8. Attenzione agli esclusi. Se è vero che non è facile reperire dati numerici sulla quantità di dipendenti che usufruiscono di servizi di welfare, è anche vero che le fasce maggiormente (o unicamente) coinvolte sono le fasce dirigenziali e coloro che hanno un contratto a tempo indeterminato. In particolare, è anche nelle funzioni di uno stato sociale quella di riconoscere gli “esclusi” (Xxxxxxxx et al 2013), evitando il rischio che le categorie deboli (lavoratori a tempo determinato, inoccupati, disoccupati, precari, ecc.) si ritrovino esclusi dalla fruizione di misure di welfare aziendale, creando tensioni ancora maggiori all’interno stesso dei luoghi di lavoro, dove già le differenze tra i soggetti “fortunati” che accedono al welfare aziendale e coloro che non accedono sono estremamente rilevanti, anche per settore, qualifica professionale, dimensione aziendale e collocazione territoriale. Questo ruolo di “tutela”, che eviti che gli esclusi siano sempre più esclusi, dovrebbe essere anche esercitato dai sindacati. Forse una riflessione sul ruolo che i sindacati possono/devono avere nell’abbattimento delle diseguaglianze a favore di soggetti e categorie deboli per il tramite del welfare aziendale,sarebbe necessario attivarla affinché i sindacati recuperino questo ruolo in un momento così delicato in termini di non equità economica e sociale emergente. Come anche sostenuto da Xxxxxxxx et al. (2013), riuscire a riaffermare questo ruolo potrà condurre ad un rafforzamento del sindacato stesso, per evitare che diventi sempre meno influente nel policy- making e che le decisioni di welfare aziendale siano assunte sempre più e solo in modo unilaterale.

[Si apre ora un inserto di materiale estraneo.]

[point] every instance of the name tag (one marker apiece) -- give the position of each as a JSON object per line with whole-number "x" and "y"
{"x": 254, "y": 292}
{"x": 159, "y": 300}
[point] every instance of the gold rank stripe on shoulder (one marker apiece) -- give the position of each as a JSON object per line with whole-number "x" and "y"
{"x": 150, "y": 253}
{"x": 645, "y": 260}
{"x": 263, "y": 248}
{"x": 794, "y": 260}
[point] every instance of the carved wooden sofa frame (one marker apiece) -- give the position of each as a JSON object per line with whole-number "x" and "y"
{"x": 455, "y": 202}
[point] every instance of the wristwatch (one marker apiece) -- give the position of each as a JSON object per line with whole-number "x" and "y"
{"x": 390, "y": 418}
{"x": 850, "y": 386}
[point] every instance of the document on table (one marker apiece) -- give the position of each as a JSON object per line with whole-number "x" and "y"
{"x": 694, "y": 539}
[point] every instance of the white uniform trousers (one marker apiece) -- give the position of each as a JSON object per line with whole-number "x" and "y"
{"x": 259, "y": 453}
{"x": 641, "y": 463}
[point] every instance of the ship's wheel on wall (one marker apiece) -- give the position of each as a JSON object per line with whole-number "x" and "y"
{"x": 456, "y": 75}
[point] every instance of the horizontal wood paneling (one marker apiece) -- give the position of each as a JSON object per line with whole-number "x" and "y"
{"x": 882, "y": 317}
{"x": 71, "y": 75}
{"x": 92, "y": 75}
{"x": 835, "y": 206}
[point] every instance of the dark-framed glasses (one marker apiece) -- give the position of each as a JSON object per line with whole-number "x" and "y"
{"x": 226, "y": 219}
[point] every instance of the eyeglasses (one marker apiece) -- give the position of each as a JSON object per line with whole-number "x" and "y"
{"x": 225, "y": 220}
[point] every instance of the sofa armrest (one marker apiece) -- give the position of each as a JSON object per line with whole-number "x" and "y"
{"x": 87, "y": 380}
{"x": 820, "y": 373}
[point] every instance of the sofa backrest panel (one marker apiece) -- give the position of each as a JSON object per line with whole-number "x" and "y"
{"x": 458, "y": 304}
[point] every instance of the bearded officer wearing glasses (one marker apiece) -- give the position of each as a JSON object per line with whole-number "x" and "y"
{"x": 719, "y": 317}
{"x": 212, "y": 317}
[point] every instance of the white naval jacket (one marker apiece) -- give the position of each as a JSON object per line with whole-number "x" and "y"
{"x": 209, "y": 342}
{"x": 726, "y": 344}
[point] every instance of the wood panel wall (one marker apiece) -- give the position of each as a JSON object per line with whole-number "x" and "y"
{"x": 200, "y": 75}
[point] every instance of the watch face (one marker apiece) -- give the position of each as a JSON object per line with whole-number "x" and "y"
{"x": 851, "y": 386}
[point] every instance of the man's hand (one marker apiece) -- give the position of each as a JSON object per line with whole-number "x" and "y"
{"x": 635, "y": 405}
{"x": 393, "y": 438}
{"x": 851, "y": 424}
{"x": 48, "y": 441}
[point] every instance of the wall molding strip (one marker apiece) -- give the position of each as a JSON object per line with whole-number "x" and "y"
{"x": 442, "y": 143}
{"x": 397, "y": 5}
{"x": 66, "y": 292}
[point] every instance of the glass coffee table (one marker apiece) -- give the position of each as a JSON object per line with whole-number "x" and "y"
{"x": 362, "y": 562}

9. L’importanza delle reti di welfare. l’importanza delle reti territoriali di welfare basate su collaborazioni fattive tra profit e non profit potrebbe supportare le aziende ad usufruire non solo delle piattaforme di welfare, cioè di società di servizi/consulenza cui viene esternalizzata la funzione di erogazione, o anche quella di implementazione dei servizi, ma di gestori del non
profit (es. cooperative come nel caso della PMI intervistata). Questo garantirebbe un impatto ancora più positivo sul territorio liberando risorse per il mondo non profit.
10. La misurazione del welfare aziendale. Diventa fondamentale misurare e valutare l’impatto delle politiche aziendali, per supportare la creazione di un’ analisi attenta dei risultati derivanti dalle strategie implementate. La sfida quindi che i ricercatori e il mondo delle aziende deve cogliere consiste nell’ iniziare a studiare e raccogliere i dati relativi all’impatto sociale che le politiche di welfare hanno sui dipendenti, attivando analisi controfattuali, analisi costi e benefici e identificando la direzione più efficace ed efficiente per raggiungere il risultato preventivato.